Following a May 3 probe at Yerevan's Nubarashen penitentiary, the Armenian General Prosecutor's office has opened a criminal investigation into allegations of “scandalous abuse of power” by the management of the prison, Zhoghovurd newspaper reports. The corresponding article of the Armenian Criminal Code envisages up to four years of imprisonment for the alleged crime. In addition, according to the newspaper, Nubarashen Chief Rubik Stepanyan was sacked after the initiation of the proceedings.
“Nubarashen inmates are usually sent food, cigarettes and other good form their relatives outside, and all this is kept in a special prison cell and, according to an unwritten internal law, has to be distributed among the prisoners by the so-called prison watchers.
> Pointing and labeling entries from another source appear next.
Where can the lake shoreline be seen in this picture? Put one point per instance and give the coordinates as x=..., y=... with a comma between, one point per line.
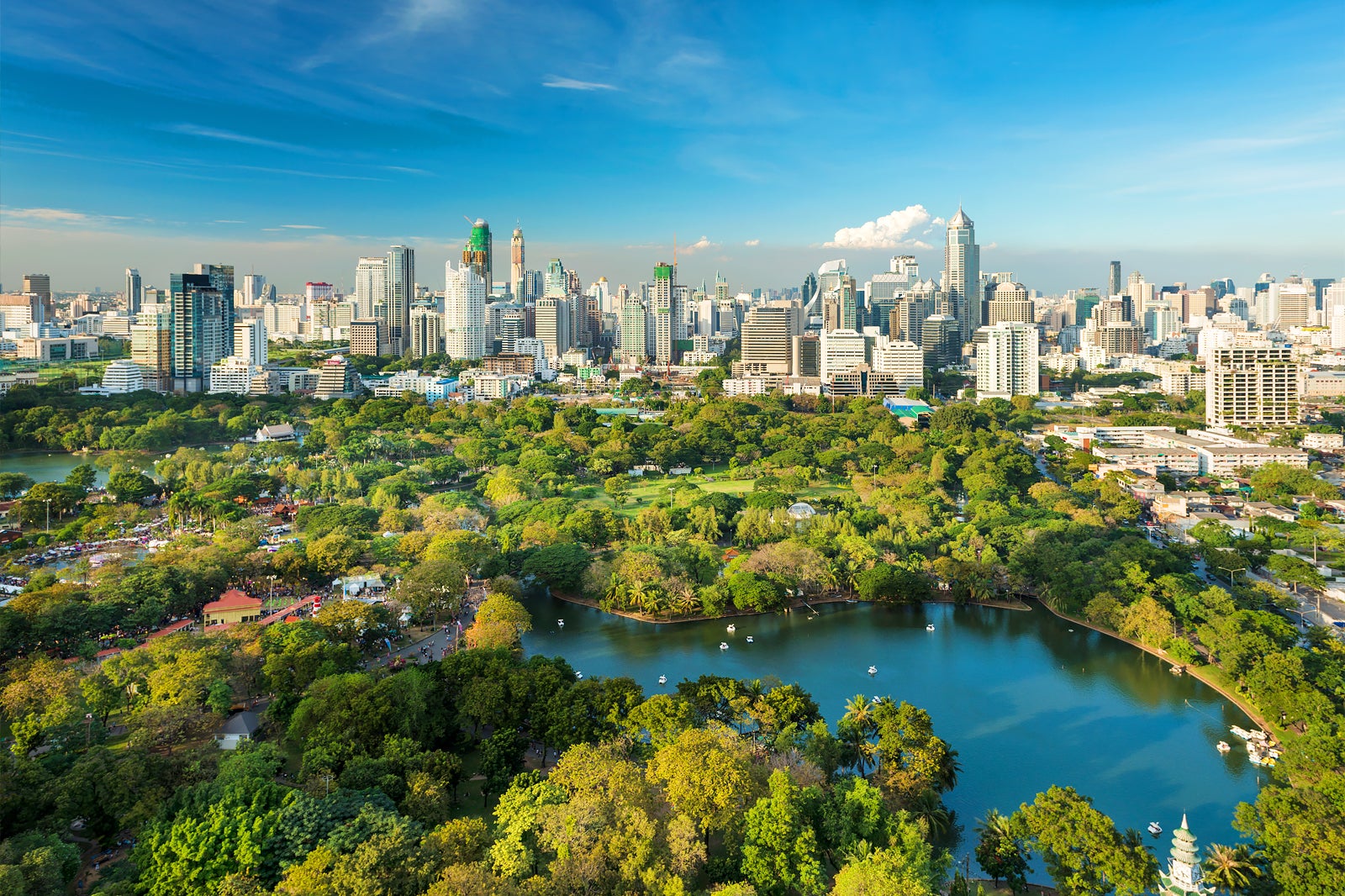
x=797, y=604
x=1187, y=667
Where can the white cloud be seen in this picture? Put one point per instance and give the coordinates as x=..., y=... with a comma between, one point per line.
x=888, y=232
x=573, y=84
x=60, y=217
x=704, y=242
x=229, y=136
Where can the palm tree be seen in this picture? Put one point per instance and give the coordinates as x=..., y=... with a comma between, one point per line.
x=1230, y=868
x=930, y=809
x=858, y=712
x=856, y=746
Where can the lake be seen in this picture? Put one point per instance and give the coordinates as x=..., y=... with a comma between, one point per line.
x=1024, y=700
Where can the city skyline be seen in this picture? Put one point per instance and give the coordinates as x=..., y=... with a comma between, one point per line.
x=295, y=141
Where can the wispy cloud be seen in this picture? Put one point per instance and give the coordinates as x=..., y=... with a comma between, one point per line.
x=699, y=245
x=889, y=232
x=60, y=217
x=230, y=136
x=573, y=84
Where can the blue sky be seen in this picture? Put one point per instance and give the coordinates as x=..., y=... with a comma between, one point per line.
x=1190, y=140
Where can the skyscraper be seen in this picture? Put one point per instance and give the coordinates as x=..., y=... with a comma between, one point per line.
x=962, y=272
x=370, y=287
x=662, y=306
x=251, y=340
x=553, y=326
x=464, y=311
x=255, y=288
x=134, y=293
x=1006, y=361
x=557, y=282
x=202, y=329
x=515, y=266
x=222, y=282
x=401, y=293
x=428, y=333
x=634, y=349
x=477, y=252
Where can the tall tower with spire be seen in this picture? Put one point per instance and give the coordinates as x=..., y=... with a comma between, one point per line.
x=515, y=266
x=962, y=272
x=1184, y=876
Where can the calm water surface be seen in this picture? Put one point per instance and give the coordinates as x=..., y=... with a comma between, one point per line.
x=1026, y=701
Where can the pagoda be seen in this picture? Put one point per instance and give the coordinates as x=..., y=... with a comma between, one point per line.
x=1184, y=876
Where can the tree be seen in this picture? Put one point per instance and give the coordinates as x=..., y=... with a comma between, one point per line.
x=1082, y=848
x=708, y=775
x=558, y=566
x=501, y=622
x=1230, y=868
x=780, y=848
x=129, y=486
x=1000, y=853
x=434, y=587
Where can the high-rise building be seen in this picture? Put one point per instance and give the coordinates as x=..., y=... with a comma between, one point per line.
x=151, y=349
x=319, y=293
x=479, y=252
x=251, y=340
x=222, y=282
x=1251, y=387
x=962, y=273
x=134, y=293
x=202, y=329
x=40, y=286
x=515, y=266
x=634, y=329
x=401, y=293
x=901, y=360
x=941, y=336
x=1009, y=302
x=1006, y=361
x=557, y=282
x=367, y=336
x=372, y=287
x=1290, y=304
x=464, y=311
x=255, y=289
x=665, y=311
x=767, y=336
x=842, y=350
x=553, y=324
x=428, y=333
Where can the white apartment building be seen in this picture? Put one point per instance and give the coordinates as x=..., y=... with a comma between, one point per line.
x=842, y=350
x=1006, y=361
x=1253, y=387
x=427, y=333
x=464, y=313
x=251, y=340
x=901, y=358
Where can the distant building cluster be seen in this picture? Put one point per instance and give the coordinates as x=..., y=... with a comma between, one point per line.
x=1266, y=356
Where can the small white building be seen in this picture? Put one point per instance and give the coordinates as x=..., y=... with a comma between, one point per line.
x=239, y=728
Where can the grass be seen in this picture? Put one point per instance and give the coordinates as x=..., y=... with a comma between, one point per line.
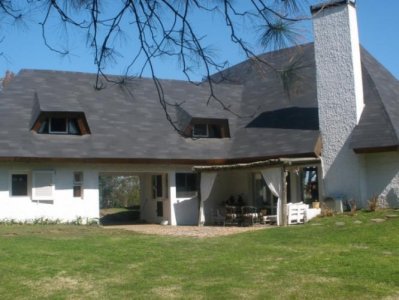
x=320, y=260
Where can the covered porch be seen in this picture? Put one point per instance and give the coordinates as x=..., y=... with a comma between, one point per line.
x=277, y=192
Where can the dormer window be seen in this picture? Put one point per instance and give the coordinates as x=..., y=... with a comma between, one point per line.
x=70, y=124
x=210, y=129
x=58, y=125
x=200, y=130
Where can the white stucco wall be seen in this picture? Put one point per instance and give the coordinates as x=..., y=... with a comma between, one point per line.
x=64, y=206
x=340, y=98
x=382, y=171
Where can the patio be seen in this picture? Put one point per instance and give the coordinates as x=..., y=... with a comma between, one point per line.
x=187, y=231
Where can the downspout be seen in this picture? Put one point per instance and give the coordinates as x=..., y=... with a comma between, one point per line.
x=200, y=206
x=283, y=208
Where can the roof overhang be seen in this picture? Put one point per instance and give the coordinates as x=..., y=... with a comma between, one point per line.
x=279, y=162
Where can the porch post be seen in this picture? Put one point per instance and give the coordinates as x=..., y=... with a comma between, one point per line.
x=283, y=207
x=200, y=203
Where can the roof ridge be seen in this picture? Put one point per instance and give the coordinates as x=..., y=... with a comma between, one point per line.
x=382, y=103
x=377, y=88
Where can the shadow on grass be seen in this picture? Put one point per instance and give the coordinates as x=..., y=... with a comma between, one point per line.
x=125, y=217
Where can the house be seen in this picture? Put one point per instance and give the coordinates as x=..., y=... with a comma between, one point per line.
x=333, y=132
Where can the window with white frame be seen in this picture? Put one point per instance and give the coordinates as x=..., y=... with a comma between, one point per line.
x=186, y=185
x=58, y=125
x=200, y=130
x=42, y=185
x=78, y=184
x=19, y=185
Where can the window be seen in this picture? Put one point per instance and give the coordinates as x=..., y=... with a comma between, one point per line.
x=200, y=130
x=58, y=125
x=207, y=131
x=61, y=125
x=19, y=185
x=42, y=185
x=264, y=198
x=186, y=184
x=157, y=191
x=78, y=184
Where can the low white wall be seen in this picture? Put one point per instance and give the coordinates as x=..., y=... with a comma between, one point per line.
x=67, y=208
x=227, y=184
x=382, y=171
x=63, y=206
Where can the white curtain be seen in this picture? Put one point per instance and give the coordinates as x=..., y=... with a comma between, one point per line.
x=207, y=181
x=274, y=180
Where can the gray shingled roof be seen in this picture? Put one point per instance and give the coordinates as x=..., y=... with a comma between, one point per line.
x=127, y=121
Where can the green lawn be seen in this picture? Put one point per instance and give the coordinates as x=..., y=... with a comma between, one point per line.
x=329, y=258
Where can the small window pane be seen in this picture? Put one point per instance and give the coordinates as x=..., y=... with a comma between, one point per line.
x=77, y=191
x=58, y=125
x=73, y=127
x=78, y=184
x=42, y=185
x=157, y=191
x=19, y=185
x=186, y=184
x=43, y=127
x=215, y=131
x=200, y=130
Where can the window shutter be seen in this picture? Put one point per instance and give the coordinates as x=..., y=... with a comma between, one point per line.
x=43, y=185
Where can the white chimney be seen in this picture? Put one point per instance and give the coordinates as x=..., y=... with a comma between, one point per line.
x=340, y=95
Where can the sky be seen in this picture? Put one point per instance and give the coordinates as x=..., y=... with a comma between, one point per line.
x=23, y=47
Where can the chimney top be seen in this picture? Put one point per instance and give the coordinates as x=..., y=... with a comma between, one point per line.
x=6, y=80
x=332, y=3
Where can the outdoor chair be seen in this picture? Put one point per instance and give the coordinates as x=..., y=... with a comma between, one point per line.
x=218, y=217
x=232, y=216
x=249, y=215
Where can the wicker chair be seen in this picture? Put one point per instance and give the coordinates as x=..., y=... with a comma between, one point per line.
x=249, y=215
x=232, y=216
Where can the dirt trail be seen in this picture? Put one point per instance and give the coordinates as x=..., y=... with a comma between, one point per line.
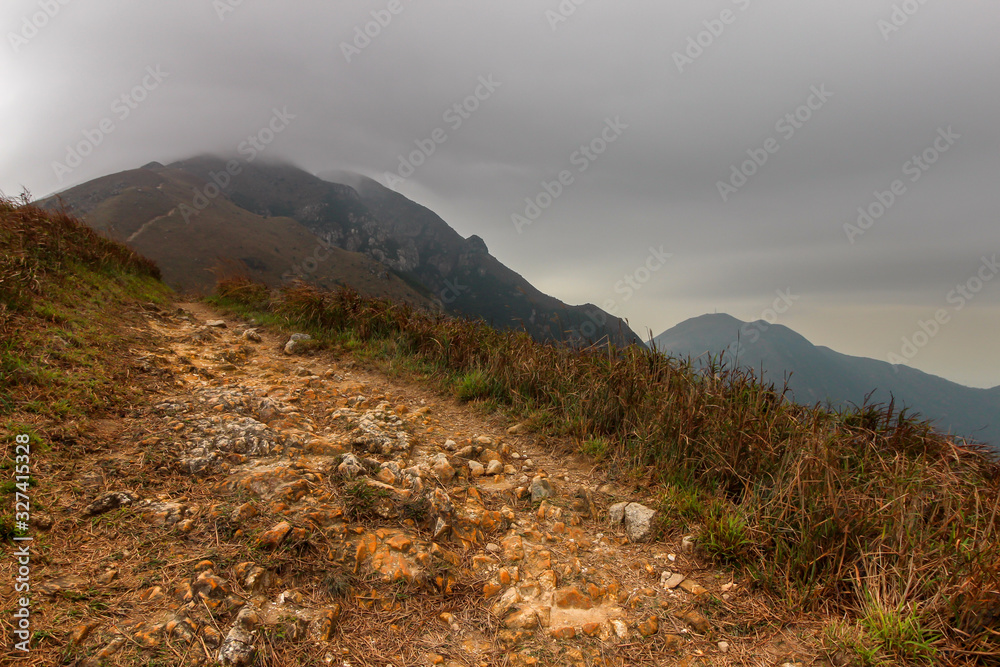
x=297, y=509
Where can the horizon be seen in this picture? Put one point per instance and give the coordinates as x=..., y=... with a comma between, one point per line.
x=842, y=155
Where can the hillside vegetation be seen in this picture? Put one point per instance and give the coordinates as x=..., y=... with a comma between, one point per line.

However, the inmates' relatives told Zhoghovurd, the recent inspection has now banned this.”
One of the inmates, in turn, told the papers how the prison population has reacted to the ban: “The watchers usually 'seize' the food sent to the prisoners and later give it to them in the form of aid; officers of the General Prosecutor's office, however, have put a ban on the food and its distribution. We, the inmates and the convicts, raised a fuss to prevent the ban on the food, causing the quarantined prisoners to set their bedding on fire and throw it out of the window. It was terrible. Other inmates were banging on the doors. [Officials] won't even let us live in peace within these four walls.”